The Rhumboogie Café
- Location: 343 East 55th Street Chicago, Illinois, USA
- Type: Nightclub
- Events: Blues Jazz Bebop Rhythm and blues Soul

Construction
- Opened: 1942
- Closed: 1947

= Rhumboogie Café =

Nightclub in Chicago, Illinois, US

The Rhumboogie Café, also referred to as the Rhumboogie Club, was an important, but short-lived nightclub at 343 East 55th Street, Chicago.

Opened with great fanfare in April 1942, the Rhumboogie was owned by Charlie Glenn and boxing champion Joe Louis. The club closed as the result of a fire on December 31, 1945. Reopening in June 1946, it never regained its old form, and closed for good in May 1947.

== Performances ==
The opening night's performance was the first of Tiny Bradshaw and His Orchestra's eight-week residency. This stint was followed by Horace Henderson. An early, regular performer was T-Bone Walker, who first performed there in August 1942, with backing by the Milt Larkin band, during their 9-month residency there.

Other acts over the years included:

- Fletcher Henderson
- Walter Dyett and His Swing Orchestra
- International Sweethearts of Rhythm
- Nat Towles – 3-month residency in 1943
- Gatemouth Moore
- Sarah Vaughan
- Ruth Lee Jones, just before changing her name to Dinah Washington
- Jeter-Pillars Orchestra
- Wynonie Harris
- Little Miss Cornshucks c1942
- The Dream Band - Carroll Dickerson, Charlie Parker, Eddie Johnson, Tom Archia, Gail Brockman, Paul King, Hillard Brown, Johnny Houser, Raymond Orr, Calvin Ladnier, Gerald Valentine, Milburn Newman, Marl Young, Clarence Mason, and Hillard Brown, among others.

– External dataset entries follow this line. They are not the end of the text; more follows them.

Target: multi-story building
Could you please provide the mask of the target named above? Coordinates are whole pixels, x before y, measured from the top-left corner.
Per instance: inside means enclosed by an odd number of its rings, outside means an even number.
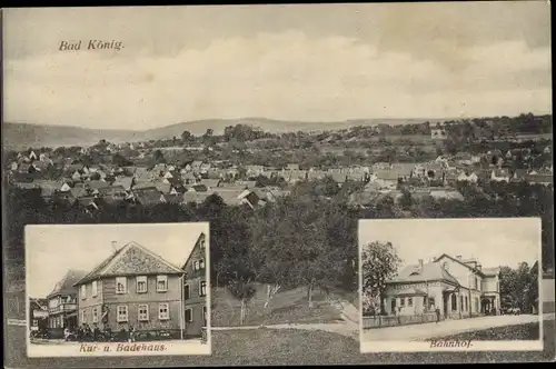
[[[179,338],[183,271],[137,242],[115,251],[75,285],[79,323],[113,332]]]
[[[48,327],[47,299],[29,299],[29,327],[31,331],[43,330]]]
[[[499,313],[499,268],[483,269],[476,259],[446,253],[408,266],[387,282],[385,309],[398,316],[434,312],[460,319]]]
[[[77,319],[77,288],[73,286],[87,272],[70,269],[60,280],[52,292],[47,296],[48,300],[48,327],[49,328],[76,328]]]
[[[183,309],[186,337],[200,337],[201,328],[207,327],[207,237],[201,233],[183,263],[186,272],[183,285]]]

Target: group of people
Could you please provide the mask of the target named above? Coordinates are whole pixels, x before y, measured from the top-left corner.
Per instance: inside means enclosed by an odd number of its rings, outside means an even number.
[[[122,328],[118,333],[113,333],[112,329],[106,325],[101,330],[98,325],[93,328],[88,323],[82,323],[77,330],[71,330],[66,327],[63,329],[63,339],[66,341],[80,341],[80,342],[95,342],[95,341],[136,341],[136,331],[133,327],[129,327],[129,330]]]

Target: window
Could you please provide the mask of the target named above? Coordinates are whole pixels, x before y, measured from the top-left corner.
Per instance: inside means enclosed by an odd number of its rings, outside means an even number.
[[[147,277],[139,276],[137,277],[137,293],[147,292]]]
[[[207,282],[203,280],[199,282],[199,296],[207,296]]]
[[[149,321],[149,306],[140,305],[138,309],[139,321]]]
[[[99,322],[99,308],[92,308],[92,322]]]
[[[186,309],[186,321],[187,322],[193,321],[193,311],[191,309]]]
[[[128,321],[128,307],[126,305],[118,306],[118,322]]]
[[[165,292],[168,290],[168,276],[157,276],[157,291]]]
[[[168,303],[159,303],[158,305],[158,319],[159,320],[168,320],[170,319],[169,306]]]
[[[183,299],[187,300],[191,298],[191,292],[189,291],[189,285],[183,286]]]
[[[98,295],[98,286],[97,286],[97,281],[93,280],[92,283],[91,283],[91,288],[92,288],[92,293],[91,296],[92,297],[96,297]]]
[[[116,277],[116,293],[126,293],[128,291],[128,278]]]

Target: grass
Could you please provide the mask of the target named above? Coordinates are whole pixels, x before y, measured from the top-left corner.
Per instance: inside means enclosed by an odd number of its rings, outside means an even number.
[[[522,341],[522,340],[538,340],[539,323],[526,323],[506,327],[496,327],[459,335],[436,337],[427,341],[435,340],[476,340],[476,341]]]
[[[214,327],[239,326],[240,301],[224,288],[212,289],[211,323]],[[315,291],[314,307],[308,307],[307,291],[296,288],[279,291],[265,309],[266,286],[258,285],[255,297],[248,302],[245,326],[278,323],[321,323],[340,320],[339,310],[331,307],[326,296]]]

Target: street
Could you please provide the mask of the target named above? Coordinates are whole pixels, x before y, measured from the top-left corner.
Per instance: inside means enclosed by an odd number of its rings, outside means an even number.
[[[544,315],[543,319],[554,319],[554,313]],[[534,315],[496,316],[444,320],[438,323],[366,329],[361,333],[361,341],[418,341],[433,337],[450,336],[495,327],[524,325],[539,320],[540,317]]]

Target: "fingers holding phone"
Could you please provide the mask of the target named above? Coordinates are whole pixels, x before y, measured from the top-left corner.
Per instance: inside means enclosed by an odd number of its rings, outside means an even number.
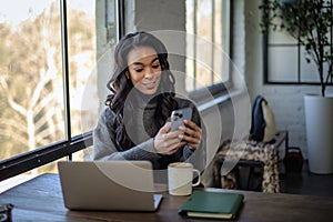
[[[183,131],[182,141],[186,142],[192,150],[196,150],[201,142],[202,129],[191,120],[184,120],[183,122],[184,125],[179,128]]]
[[[170,131],[170,129],[171,122],[167,122],[154,138],[157,153],[170,155],[185,145],[185,142],[180,139],[183,132],[180,130]]]

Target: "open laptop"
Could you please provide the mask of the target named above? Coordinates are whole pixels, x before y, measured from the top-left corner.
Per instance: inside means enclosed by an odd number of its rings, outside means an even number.
[[[58,162],[65,208],[98,211],[155,211],[149,161]]]

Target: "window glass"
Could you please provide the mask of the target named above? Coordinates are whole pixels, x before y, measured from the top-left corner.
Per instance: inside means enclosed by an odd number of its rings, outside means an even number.
[[[0,7],[0,160],[64,139],[58,0]]]
[[[118,1],[65,2],[62,8],[59,0],[12,0],[0,7],[0,161],[95,127],[113,70]],[[91,159],[88,153],[91,148],[73,160]],[[54,169],[50,163],[38,172]]]
[[[95,1],[68,0],[68,61],[71,134],[88,131],[84,123],[97,119]]]
[[[229,81],[230,0],[186,0],[186,90]]]

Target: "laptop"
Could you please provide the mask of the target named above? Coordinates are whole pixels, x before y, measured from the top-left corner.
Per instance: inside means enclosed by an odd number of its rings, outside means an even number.
[[[59,161],[65,208],[90,211],[157,211],[149,161]]]

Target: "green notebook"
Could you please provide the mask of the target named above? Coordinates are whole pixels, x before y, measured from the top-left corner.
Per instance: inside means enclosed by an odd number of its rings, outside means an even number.
[[[234,219],[243,203],[241,193],[194,191],[179,210],[188,218]]]

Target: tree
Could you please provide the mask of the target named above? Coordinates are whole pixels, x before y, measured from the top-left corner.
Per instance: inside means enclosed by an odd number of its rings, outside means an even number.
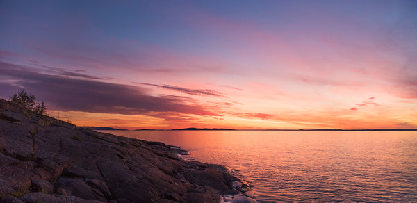
[[[36,104],[35,100],[36,97],[33,95],[29,95],[24,89],[21,89],[17,93],[13,95],[10,102],[15,104],[20,104],[24,107],[29,108],[39,114],[44,114],[47,110],[45,104],[42,102],[40,104]]]

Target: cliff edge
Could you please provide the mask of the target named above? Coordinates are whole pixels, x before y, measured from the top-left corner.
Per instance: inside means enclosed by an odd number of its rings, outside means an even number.
[[[0,99],[1,202],[254,202],[226,168],[184,153]]]

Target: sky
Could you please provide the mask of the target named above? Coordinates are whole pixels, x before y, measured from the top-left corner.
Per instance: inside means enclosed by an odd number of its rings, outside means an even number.
[[[416,1],[0,1],[0,97],[80,126],[417,128]]]

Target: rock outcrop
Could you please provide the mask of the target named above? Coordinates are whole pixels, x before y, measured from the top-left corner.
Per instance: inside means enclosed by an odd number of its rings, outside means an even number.
[[[0,99],[1,202],[219,202],[224,195],[252,201],[226,168],[184,161],[178,154],[185,152]]]

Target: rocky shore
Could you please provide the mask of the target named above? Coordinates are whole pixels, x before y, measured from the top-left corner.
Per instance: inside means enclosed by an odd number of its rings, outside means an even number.
[[[0,99],[0,202],[254,202],[227,168]]]

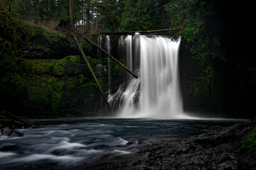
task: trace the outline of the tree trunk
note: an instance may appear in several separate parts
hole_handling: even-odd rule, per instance
[[[75,30],[75,26],[74,26],[74,20],[73,17],[73,0],[69,0],[69,7],[70,7],[70,26],[72,30]]]
[[[121,66],[123,69],[124,69],[127,72],[128,72],[129,74],[131,74],[133,76],[134,76],[136,79],[138,79],[138,76],[136,75],[134,73],[133,73],[130,69],[129,69],[127,67],[126,67],[124,64],[122,64],[119,61],[118,61],[117,59],[115,59],[112,55],[109,54],[107,52],[106,52],[104,49],[100,47],[97,44],[94,42],[90,38],[88,38],[86,35],[82,34],[80,33],[79,31],[76,30],[72,30],[73,33],[75,33],[80,35],[81,35],[85,40],[87,40],[89,43],[91,45],[95,46],[99,50],[100,50],[105,55],[106,55],[108,57],[111,58],[112,60],[114,60],[116,63],[117,63],[119,66]],[[72,33],[71,33],[72,34]]]
[[[87,0],[87,10],[86,10],[86,26],[85,26],[85,30],[87,32],[90,31],[90,0]]]
[[[96,76],[95,76],[95,74],[94,73],[94,72],[93,72],[93,70],[92,70],[89,61],[88,61],[88,60],[87,59],[87,57],[86,57],[86,56],[85,56],[85,54],[83,50],[80,47],[80,45],[79,41],[78,40],[78,39],[77,39],[75,36],[73,36],[73,38],[75,39],[75,42],[77,43],[78,47],[80,51],[81,52],[81,54],[82,54],[82,57],[84,58],[84,60],[85,60],[85,63],[86,63],[86,64],[87,65],[88,69],[89,69],[90,72],[91,72],[91,74],[92,74],[92,76],[93,76],[93,79],[95,79],[95,82],[96,82],[96,84],[97,84],[97,86],[98,86],[98,88],[99,88],[99,89],[100,89],[100,93],[101,93],[101,94],[102,94],[102,97],[103,97],[103,99],[104,99],[104,101],[105,101],[105,103],[106,103],[106,105],[107,105],[109,110],[111,112],[111,108],[110,108],[110,104],[109,104],[109,103],[108,103],[108,101],[107,101],[107,98],[106,98],[106,96],[105,95],[105,94],[104,94],[104,92],[103,92],[103,91],[102,91],[102,89],[101,88],[101,86],[100,86],[100,84],[99,84],[99,82],[98,82],[98,81],[97,81],[97,77],[96,77]]]
[[[98,31],[99,30],[99,26],[98,26],[98,21],[97,21],[97,18],[98,18],[99,15],[98,15],[98,12],[96,12],[96,32]]]

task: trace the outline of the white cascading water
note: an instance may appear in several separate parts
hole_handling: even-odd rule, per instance
[[[162,119],[186,118],[178,79],[178,48],[181,38],[136,35],[134,54],[139,55],[139,78],[129,80],[109,97],[112,106],[118,106],[121,118]],[[132,36],[125,41],[132,42]],[[132,42],[125,43],[127,66],[133,67]],[[131,62],[132,63],[129,63]],[[131,69],[131,67],[129,67]],[[134,68],[133,68],[133,71]]]

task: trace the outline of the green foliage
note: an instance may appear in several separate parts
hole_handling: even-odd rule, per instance
[[[162,8],[166,1],[125,0],[120,27],[122,30],[161,28]]]
[[[173,31],[180,33],[193,57],[199,62],[202,73],[194,84],[195,94],[213,94],[219,82],[217,63],[224,62],[221,47],[218,4],[204,0],[171,1],[165,6],[171,15]]]
[[[210,95],[213,94],[215,91],[215,82],[216,73],[213,68],[208,67],[201,74],[199,77],[197,77],[197,81],[194,84],[194,94],[198,94],[199,92],[203,94]]]
[[[250,157],[256,159],[256,129],[254,129],[242,142],[241,150],[245,151]]]
[[[24,21],[23,24],[25,28],[33,30],[33,36],[31,37],[28,45],[23,47],[31,52],[23,54],[25,57],[29,55],[29,57],[35,58],[62,58],[67,54],[78,52],[75,43],[70,38],[29,22]]]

== The Rhumboogie label ==
In October 1944, the Rhumboogie Recording Company, coinciding with T-Bone Walker's third stint at the venue, recorded him accompanied by pianist Marl Young leading the Rhumboogie house band, which included Red Saunders.

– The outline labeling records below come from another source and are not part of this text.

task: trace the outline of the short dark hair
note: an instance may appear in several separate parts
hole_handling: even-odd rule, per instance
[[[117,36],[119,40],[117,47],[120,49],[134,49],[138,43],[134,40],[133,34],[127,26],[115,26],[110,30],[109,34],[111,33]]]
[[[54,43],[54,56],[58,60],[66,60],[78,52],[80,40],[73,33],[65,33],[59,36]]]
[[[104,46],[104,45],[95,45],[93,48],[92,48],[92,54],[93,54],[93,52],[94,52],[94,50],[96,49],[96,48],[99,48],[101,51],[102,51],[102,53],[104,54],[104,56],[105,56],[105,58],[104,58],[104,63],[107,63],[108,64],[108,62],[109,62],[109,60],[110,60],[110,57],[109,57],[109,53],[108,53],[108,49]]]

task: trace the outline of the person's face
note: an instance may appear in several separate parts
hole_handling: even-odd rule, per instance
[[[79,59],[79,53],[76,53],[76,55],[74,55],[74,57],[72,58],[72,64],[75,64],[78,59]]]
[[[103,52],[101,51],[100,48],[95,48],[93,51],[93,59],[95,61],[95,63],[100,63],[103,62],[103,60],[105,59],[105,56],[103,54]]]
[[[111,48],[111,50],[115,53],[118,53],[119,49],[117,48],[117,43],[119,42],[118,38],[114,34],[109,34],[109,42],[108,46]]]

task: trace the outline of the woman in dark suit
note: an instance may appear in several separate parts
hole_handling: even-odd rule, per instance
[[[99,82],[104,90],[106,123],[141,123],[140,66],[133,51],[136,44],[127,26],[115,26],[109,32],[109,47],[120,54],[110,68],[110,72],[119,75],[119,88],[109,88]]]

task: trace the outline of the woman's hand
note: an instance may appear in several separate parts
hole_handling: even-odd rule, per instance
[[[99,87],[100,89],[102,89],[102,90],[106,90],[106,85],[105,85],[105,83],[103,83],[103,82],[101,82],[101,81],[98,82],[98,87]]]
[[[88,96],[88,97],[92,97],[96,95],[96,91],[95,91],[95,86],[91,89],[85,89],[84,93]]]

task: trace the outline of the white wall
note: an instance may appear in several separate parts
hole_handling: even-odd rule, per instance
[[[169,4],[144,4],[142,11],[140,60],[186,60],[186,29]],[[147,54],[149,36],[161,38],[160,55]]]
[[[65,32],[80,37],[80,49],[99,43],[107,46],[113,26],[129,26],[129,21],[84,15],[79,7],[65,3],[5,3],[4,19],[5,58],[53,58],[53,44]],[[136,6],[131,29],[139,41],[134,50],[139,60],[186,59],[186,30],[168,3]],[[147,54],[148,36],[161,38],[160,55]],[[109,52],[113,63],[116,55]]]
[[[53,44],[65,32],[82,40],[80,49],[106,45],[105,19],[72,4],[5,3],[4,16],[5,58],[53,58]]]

By then distributed by the newly founded Mercury Records, Rhumboogie set up a second recording session with Walker for December 19, 1945.

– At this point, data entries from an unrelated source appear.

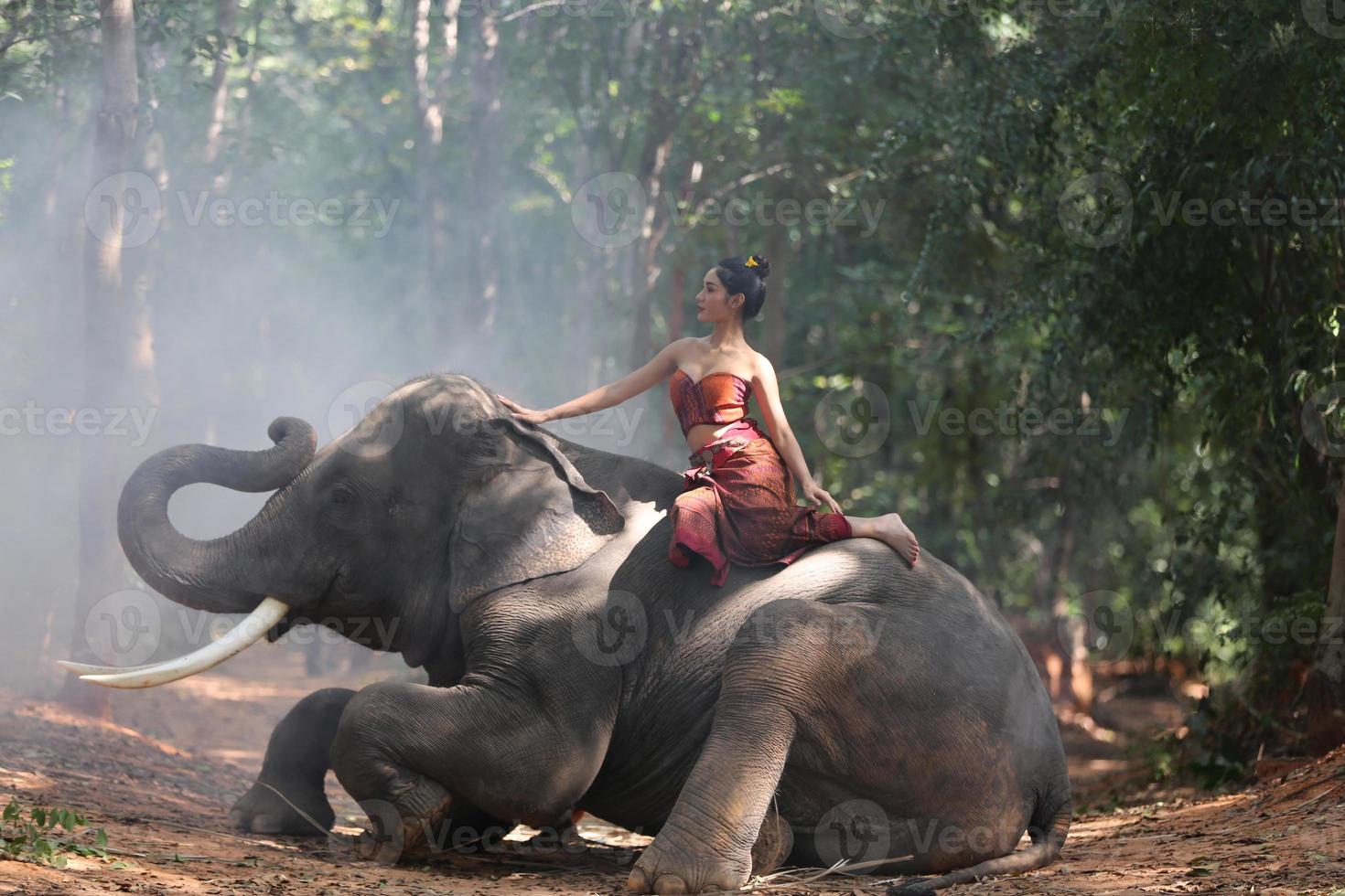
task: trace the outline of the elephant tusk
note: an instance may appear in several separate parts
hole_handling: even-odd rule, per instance
[[[91,681],[105,688],[153,688],[218,666],[229,657],[265,638],[270,627],[280,622],[286,613],[289,613],[288,603],[266,598],[247,614],[246,619],[230,629],[222,638],[176,660],[125,669],[90,666],[69,660],[59,660],[58,664],[77,673],[81,681]]]
[[[86,662],[73,662],[70,660],[56,660],[56,665],[66,672],[73,672],[77,676],[109,676],[117,674],[118,672],[141,672],[143,669],[153,669],[157,662],[147,662],[143,666],[90,666]]]

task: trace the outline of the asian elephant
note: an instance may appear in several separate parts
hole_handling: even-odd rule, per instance
[[[395,809],[408,846],[574,809],[654,834],[638,892],[841,860],[940,875],[898,888],[924,892],[1060,852],[1069,780],[1045,689],[997,609],[928,551],[909,568],[849,539],[713,587],[703,562],[668,562],[681,474],[522,423],[463,375],[408,382],[316,453],[300,419],[269,437],[141,463],[118,506],[132,566],[179,603],[254,614],[204,664],[321,618],[385,633],[370,646],[430,684],[300,701],[238,826],[312,833],[262,785],[331,825],[330,767],[363,806]],[[274,494],[199,541],[167,513],[194,482]],[[67,665],[145,686],[200,664]]]

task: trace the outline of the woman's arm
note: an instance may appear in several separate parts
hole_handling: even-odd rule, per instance
[[[593,411],[601,411],[605,407],[620,404],[621,402],[639,395],[655,383],[672,376],[672,372],[677,371],[677,359],[681,355],[681,345],[686,340],[679,339],[668,343],[659,351],[658,355],[650,359],[648,364],[640,369],[623,376],[615,383],[599,386],[592,392],[585,392],[578,398],[570,399],[564,404],[557,404],[555,407],[545,411],[527,411],[527,408],[521,408],[503,395],[496,398],[499,398],[506,407],[514,411],[515,416],[530,422],[564,420],[568,416],[581,416],[584,414],[592,414]],[[529,416],[529,414],[531,414],[531,416]]]
[[[756,391],[757,404],[761,407],[763,423],[771,431],[771,441],[775,442],[776,450],[780,451],[780,457],[799,484],[799,496],[807,498],[814,506],[826,501],[833,510],[841,513],[841,505],[818,485],[812,473],[808,472],[803,450],[799,447],[799,441],[794,438],[794,430],[790,429],[784,407],[780,404],[780,386],[775,379],[775,367],[765,355],[757,353],[757,368],[752,387]]]

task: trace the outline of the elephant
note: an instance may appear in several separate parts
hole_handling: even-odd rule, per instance
[[[635,892],[839,861],[929,892],[1059,854],[1071,794],[1050,701],[995,606],[931,552],[911,568],[847,539],[712,587],[702,560],[667,557],[679,473],[521,422],[463,373],[406,382],[320,451],[297,418],[268,435],[159,451],[117,509],[151,587],[250,613],[252,630],[167,669],[66,664],[148,686],[321,618],[425,670],[301,700],[237,826],[311,832],[295,807],[330,826],[331,768],[383,814],[391,858],[588,811],[654,837]],[[274,493],[194,540],[167,506],[195,482]]]

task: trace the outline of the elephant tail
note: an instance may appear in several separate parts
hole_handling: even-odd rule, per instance
[[[1001,856],[999,858],[991,858],[990,861],[972,865],[971,868],[959,868],[958,870],[942,877],[920,877],[905,881],[898,887],[890,888],[888,891],[888,896],[932,893],[936,889],[952,887],[954,884],[979,881],[983,877],[994,877],[997,875],[1021,875],[1024,872],[1036,870],[1037,868],[1045,868],[1050,862],[1056,861],[1056,856],[1060,854],[1061,846],[1065,845],[1065,837],[1069,834],[1069,819],[1072,814],[1073,805],[1069,799],[1068,786],[1064,789],[1063,794],[1059,791],[1046,794],[1037,802],[1037,807],[1032,814],[1032,821],[1028,827],[1028,836],[1032,837],[1032,846],[1028,849],[1009,853],[1007,856]]]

After reopening the venue in June 1946, plans were announced to record other artists but, like the venue itself, the label closed shortly after. The only other artist to get a release on Rhumboogie was Buster Bennett, recording under the name of his trumpet player, Charles Gray. Mercury later re-issued the material from the December 1945 T-Bone session.